POST /password-update-action HTTP/1.1
Host: localhost
Authorization: Basic czZCaGRSa3F0MzpnWDFmQmF0M2JW
Content-Type: application/json
{
"actionType": "PRE_UPDATE_PASSWORD",
"event": {
"tenant": {
"id": "12402",
"name": "bar.com"
},
"organization": {
"id": "eb1115f6-274f-4bb7-9b6d-d31f678e81f7",
"name": "Builders",
"orgHandle": "builders.com",
"depth": 1
},
"user": {
"id": "8eebb941-51e1-4d13-9d5a-81da190383ae",
"claims": [
{
"uri": "http://wso2.org/claims/username",
"value": "[email protected]"
},
{
"uri": "http://wso2.org/claims/emailAddresses",
"value": [
"[email protected]",
"[email protected]"
]
}
],
"groups": [
"employee",
"manager"
],
"organization": {
"id": "eb1115f6-274f-4bb7-9b6d-d31f678e81f7",
"name": "Builders",
"orgHandle": "builders.com",
"depth": 1
}
"updatingCredential": {
"type": "PASSWORD",
"format": "HASH",
"value": "h3bxCOJHqx4rMjBCwEnCZkB8gfutQb3h6N/Bu2b9Jn4=",
"additionalData": {
"algorithm": "SHA256"
}
}
},
"userStore": {
"id": "UFJJTUFSWQ==",
"name": "PRIMARY"
},
"initiatorType": "ADMIN",
"action": "UPDATE"
}
}
- Shared/ invited users: The pre update password action doesn't execute because the parent organization manages the credentials for the shared/ invited users.
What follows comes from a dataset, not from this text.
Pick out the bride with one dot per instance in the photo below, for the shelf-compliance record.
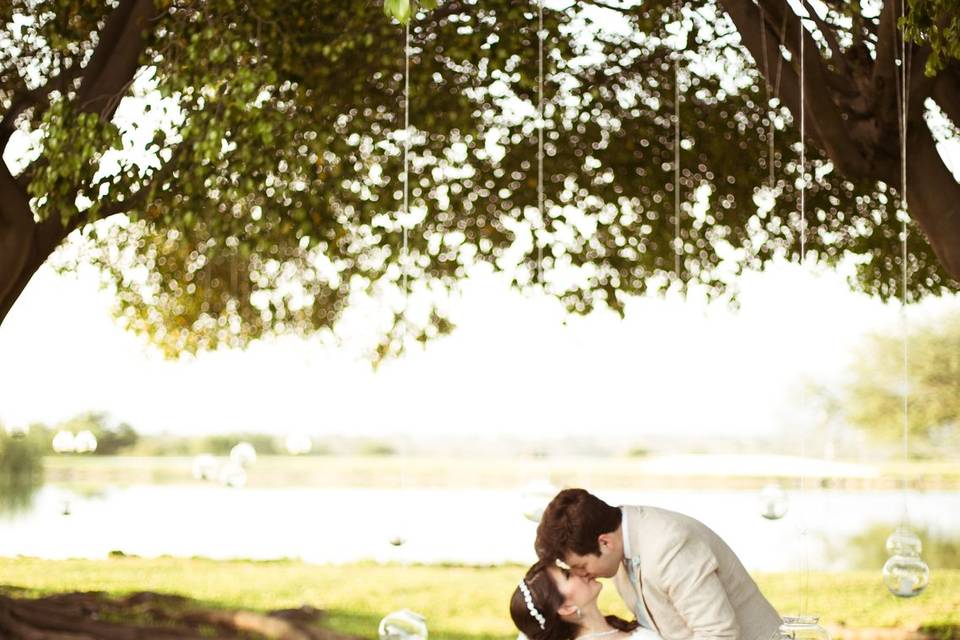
(551, 603)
Pre update profile action¶
The pre-update profile action in WSO2 Identity Server lets you verify user attributes during profile update processes.
To learn more, refer to the Pre update profile action.
Behavior by user type:
- Organization users: The pre update profile action runs during all profile update flows for users created in the organization.
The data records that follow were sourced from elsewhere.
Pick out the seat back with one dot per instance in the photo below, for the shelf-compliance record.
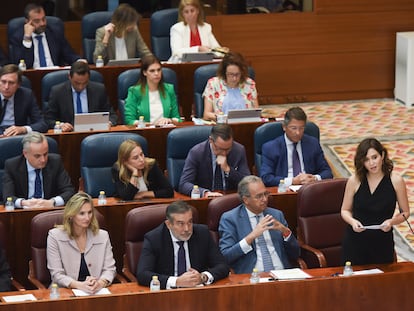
(216, 208)
(201, 75)
(91, 22)
(320, 224)
(39, 229)
(12, 147)
(98, 153)
(161, 22)
(179, 143)
(16, 25)
(269, 131)
(53, 78)
(130, 77)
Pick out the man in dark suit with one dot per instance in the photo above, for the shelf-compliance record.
(278, 154)
(36, 178)
(217, 164)
(39, 44)
(19, 112)
(180, 253)
(63, 99)
(255, 235)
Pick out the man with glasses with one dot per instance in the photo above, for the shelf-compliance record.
(19, 112)
(254, 235)
(215, 165)
(180, 253)
(295, 157)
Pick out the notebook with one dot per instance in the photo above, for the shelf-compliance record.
(124, 62)
(95, 121)
(244, 115)
(197, 57)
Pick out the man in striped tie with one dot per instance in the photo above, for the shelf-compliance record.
(254, 235)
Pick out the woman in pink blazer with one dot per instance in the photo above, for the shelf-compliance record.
(79, 254)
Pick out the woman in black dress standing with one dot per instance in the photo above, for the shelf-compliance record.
(370, 199)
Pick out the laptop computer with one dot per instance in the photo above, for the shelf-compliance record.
(124, 62)
(94, 121)
(244, 115)
(197, 57)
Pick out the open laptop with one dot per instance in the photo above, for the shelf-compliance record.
(197, 57)
(94, 121)
(244, 115)
(124, 62)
The following example shows a request sent to an external service configured as a pre update profile action, triggered when an administrator updates the organization user’s profile.
POST /profile-update-action HTTP/1.1
Host: localhost
Authorization: Bearer czZCaGRSa3F0MzpnWDFmQmF0M2JW
Content-Type: application/json
{
"actionType": "PRE_UPDATE_PROFILE",
"event": {
"request": {
"claims": [
{
"uri": "http://wso2.org/claims/emailaddress",
"value": "[email protected]"
}
]
},
"tenant": {
"id": "12402",
"name": "bar.com"
},
"organization": {
"id": "eb1115f6-274f-4bb7-9b6d-d31f678e81f7",
"name": "ABC Builders",
"orgHandle": "builders.com",
"depth": 1
},
"user": {
"id": "ab49e1b8-2d1b-424d-b136-debdca67bfcc",
"organization": {
"id": "eb1115f6-274f-4bb7-9b6d-d31f678e81f7",
"name": "ABC Builders",
"orgHandle": "builders.com",
"depth": 1
},
"claims": [
{
"uri": "http://wso2.org/claims/emailaddress",
"value": "[email protected]",
"updatingValue": "[email protected]"
},
],
"groups": [
"gold-tier"
]
},
"userStore": {
"id": "REVGQVVMVA==",
"name": "DEFAULT"
},
"initiatorType": "ADMIN",
"action": "UPDATE"
}
}
-
Shared/ invited users: The pre update profile action only executes for the profile updates that happen for the attributes mentioned in Customize user attributes in shared user profiles.
The following example shows a request sent to an external service configured as a pre update profile action, triggered when an administrator updates the shared user’s profile.
POST /profile-update-action HTTP/1.1
Host: localhost
Authorization: Bearer czZCaGRSa3F0MzpnWDFmQmF0M2JW
Content-Type: application/json
{
"actionType": "PRE_UPDATE_PROFILE",
"event": {
"request": {
"claims": [
{
"uri": "http://wso2.org/claims/customAttribute1",
"value": "customValue1"
},
{
"uri": "http://wso2.org/claims/customAttribute2",
"value": [
"1234566234",
"1234566235",
"1234566236"
]
}
]
},
"tenant": {
"id": "12402",
"name": "bar.com"
},
"organization": {
"id": "eb1115f6-274f-4bb7-9b6d-d31f678e81f7",
"name": "ABC Builders",
"orgHandle": "builders.com",
"depth": 1
},
"user": {
"id": "ab49e1b8-2d1b-424d-b136-debdca67bfcc",
"claims": [
{
"uri": "http://wso2.org/claims/identity/accountState",
"value": "UNLOCKED"
},
{
"uri": "http://wso2.org/claims/customAttribute1",
"value": "customValue1",
"updatingValue": "customValue99"
},
],
"groups": [
"gold-tier"
],
"organization": {
"id": "2fb1115f5-244f-4bc7-4b6e-d314178e81f7",
"name": "Bar",
"orgHandle": "bar.com",
"depth": 0
},
"sharedUserId": "efa47311-ce77-4c19-9501-e872de6924ab"
},
"userStore": {
"id": "REVGQVVMVA==",
"name": "DEFAULT"
},
"initiatorType": "ADMIN",
"action": "UPDATE"
}
}
Note
The sharedUserId in event.user denotes the unique identifier for the user in the shared organization.